说李河是科长,其实他只是副科长。中国人喜欢恭维人,对于任副职的官员,称呼时往往去掉那个副字,既省了自己的细胞,又让对方高兴,何乐而不为呢!李河今年四十五岁,任副科长已经四年,后二年虽然是副科长,却因为科长空缺,他在科里主持工作,干的就是科长的活。有了资本,科里的一些杂活就不屑一顾了。前不久,小刘领了办公用品往回走,零碎八五的太多了,眼看就要掉在地上,他在走廊里也是往科里走,都没说上前帮一把,合理化建议倒是提了一条:“你把东西放到窗台上一些分两次拿不就好了么!”
李河之所以这样,是因为单位倒出了两个主任科员的指数。李河屈指算来,就算是一个指数,那也是非他莫属。李河实际上并不贪图这个主任科员,按他的话说,他其实就应该是实职的科长,只是这个正科实职被领导用在别处,他这个实职也就始终任命不了。

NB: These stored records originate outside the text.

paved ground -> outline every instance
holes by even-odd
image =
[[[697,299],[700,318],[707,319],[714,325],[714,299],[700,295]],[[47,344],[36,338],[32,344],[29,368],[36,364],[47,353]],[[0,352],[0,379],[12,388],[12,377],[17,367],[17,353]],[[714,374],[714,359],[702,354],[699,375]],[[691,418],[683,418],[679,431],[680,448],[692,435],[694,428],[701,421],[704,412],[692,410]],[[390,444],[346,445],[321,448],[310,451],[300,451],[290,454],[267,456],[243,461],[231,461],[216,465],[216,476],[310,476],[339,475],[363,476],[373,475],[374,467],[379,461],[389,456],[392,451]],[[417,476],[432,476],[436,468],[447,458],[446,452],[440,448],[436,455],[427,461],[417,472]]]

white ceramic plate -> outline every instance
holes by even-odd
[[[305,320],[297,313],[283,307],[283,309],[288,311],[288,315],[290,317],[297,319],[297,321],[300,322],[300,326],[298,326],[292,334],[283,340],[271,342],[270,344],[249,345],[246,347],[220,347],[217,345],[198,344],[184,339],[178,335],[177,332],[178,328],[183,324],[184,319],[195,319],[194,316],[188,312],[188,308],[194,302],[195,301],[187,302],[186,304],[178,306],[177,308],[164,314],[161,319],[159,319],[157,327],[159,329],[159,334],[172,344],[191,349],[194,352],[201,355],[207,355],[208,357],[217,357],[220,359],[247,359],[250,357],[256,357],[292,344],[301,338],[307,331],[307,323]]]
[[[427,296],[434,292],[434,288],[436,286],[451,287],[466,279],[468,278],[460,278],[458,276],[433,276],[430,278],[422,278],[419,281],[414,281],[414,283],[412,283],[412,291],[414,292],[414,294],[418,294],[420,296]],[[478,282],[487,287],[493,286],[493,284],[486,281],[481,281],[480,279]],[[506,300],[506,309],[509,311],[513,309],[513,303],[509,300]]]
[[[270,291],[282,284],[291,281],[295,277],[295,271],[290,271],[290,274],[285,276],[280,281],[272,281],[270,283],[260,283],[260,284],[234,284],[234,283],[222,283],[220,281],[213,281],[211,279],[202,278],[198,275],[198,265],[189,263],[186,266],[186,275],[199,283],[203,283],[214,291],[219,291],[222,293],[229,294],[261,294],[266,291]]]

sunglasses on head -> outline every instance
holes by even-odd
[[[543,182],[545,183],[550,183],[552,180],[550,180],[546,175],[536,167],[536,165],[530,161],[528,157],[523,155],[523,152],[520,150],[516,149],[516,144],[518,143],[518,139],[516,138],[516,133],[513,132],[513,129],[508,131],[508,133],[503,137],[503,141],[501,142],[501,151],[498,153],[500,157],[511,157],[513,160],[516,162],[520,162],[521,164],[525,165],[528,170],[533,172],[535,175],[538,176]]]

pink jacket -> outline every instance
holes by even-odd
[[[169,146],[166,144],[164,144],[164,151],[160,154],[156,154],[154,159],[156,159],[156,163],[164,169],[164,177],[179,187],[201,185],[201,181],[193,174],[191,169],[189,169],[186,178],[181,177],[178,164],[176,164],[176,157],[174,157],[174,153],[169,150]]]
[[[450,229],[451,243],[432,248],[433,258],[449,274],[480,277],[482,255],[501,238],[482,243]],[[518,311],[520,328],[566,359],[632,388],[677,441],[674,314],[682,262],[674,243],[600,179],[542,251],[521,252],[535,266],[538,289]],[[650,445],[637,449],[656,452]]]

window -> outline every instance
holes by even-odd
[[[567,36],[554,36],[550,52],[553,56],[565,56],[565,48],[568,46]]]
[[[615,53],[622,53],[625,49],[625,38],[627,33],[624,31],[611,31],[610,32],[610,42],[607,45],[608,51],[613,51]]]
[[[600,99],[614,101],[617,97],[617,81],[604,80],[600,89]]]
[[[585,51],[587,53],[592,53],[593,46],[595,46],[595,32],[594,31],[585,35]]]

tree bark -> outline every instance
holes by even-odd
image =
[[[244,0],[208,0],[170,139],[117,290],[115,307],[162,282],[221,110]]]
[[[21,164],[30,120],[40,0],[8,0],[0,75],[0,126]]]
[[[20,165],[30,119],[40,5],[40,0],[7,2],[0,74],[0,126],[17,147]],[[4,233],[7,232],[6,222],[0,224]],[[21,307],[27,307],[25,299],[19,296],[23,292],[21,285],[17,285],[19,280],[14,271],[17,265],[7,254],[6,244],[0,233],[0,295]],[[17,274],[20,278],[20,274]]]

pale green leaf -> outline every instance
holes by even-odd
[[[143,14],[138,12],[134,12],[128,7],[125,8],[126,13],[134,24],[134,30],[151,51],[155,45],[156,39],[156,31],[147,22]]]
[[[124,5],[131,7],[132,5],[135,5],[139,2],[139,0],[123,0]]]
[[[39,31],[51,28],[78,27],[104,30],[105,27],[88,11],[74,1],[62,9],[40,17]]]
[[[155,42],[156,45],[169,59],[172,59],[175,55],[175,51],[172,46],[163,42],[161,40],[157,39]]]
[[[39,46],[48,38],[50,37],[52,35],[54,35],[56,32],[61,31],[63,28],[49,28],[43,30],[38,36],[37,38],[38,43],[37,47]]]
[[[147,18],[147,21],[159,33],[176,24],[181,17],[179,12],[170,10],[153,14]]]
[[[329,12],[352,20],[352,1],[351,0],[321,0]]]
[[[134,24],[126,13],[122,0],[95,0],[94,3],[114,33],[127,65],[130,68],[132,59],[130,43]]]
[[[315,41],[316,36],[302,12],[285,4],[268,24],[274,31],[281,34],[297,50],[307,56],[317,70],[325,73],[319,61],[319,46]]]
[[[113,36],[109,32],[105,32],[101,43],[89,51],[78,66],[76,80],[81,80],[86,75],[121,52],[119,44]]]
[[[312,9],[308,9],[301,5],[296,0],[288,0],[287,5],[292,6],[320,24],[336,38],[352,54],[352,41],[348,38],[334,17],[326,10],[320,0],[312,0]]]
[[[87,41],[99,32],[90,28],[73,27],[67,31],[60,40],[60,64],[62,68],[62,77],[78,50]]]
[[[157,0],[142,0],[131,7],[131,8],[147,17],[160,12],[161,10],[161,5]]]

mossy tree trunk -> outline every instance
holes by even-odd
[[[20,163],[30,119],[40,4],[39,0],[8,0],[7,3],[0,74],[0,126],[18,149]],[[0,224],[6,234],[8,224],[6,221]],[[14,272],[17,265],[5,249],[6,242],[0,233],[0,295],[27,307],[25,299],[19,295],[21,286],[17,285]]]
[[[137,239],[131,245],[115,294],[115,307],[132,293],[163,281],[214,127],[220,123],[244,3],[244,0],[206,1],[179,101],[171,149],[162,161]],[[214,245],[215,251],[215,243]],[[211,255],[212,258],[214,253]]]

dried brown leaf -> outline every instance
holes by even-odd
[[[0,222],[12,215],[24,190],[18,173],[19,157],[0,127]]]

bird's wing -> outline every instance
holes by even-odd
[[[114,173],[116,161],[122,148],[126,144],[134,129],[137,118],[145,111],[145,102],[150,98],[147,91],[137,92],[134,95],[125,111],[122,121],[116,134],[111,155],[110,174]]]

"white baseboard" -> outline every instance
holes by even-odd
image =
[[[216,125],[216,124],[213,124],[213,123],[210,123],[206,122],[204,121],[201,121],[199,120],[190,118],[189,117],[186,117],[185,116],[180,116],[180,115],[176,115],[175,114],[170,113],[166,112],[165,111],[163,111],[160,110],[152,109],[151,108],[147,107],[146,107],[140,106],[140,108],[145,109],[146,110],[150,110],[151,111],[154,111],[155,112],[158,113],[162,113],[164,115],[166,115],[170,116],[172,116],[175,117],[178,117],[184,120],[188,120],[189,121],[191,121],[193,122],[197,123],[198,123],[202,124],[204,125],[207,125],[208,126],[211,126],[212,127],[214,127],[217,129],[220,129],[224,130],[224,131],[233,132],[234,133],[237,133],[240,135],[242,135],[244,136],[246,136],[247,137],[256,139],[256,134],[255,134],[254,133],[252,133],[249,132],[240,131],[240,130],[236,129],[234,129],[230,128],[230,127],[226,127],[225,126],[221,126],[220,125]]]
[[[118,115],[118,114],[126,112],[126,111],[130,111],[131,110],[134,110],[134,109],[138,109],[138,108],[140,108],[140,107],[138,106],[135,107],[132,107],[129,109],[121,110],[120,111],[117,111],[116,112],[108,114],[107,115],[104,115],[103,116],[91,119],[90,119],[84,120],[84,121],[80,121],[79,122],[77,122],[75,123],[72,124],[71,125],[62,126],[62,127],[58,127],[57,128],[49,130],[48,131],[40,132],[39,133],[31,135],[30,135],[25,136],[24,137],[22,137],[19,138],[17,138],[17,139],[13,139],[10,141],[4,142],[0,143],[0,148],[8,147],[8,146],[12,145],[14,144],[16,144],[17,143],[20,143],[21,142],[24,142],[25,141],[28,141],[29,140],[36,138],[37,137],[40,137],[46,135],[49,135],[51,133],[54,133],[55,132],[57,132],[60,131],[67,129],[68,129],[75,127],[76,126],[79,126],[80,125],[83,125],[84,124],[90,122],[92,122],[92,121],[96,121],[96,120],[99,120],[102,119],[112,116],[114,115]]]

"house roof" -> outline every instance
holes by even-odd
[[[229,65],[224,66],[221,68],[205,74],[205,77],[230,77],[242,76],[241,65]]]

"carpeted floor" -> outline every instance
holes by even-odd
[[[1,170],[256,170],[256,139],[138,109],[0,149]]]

在官本位的中国社会,正科级就是比副科级的待遇高些。更何况,他就算是改为正科的虚职,这个科仍然要他牵头,待遇上去了,权力却一点没减少,他当然要当仁不让了。虽然他觉得他实际上并没有什么竞争对手,但他仍然一反常态地干起了他“不做小弟好多年”以前干过的杂活,他希望群众评议再好一点,来它个锦上添花。
吃过晚饭,他让媳妇陪他到一把手家去坐坐,媳妇说:“你自己去不行啊,还非得拉上我不可?”李河笑道:“那当然,我们一把手最注重的就是家庭关系和睦,你去了,那可比我送什么礼都顶用!”李河胸有成竹,觉得这次的主任科员是板上钉钉的事,因此带媳妇到领导家拜访,只是象征性地买了点水果,空手去毕竟是不妥。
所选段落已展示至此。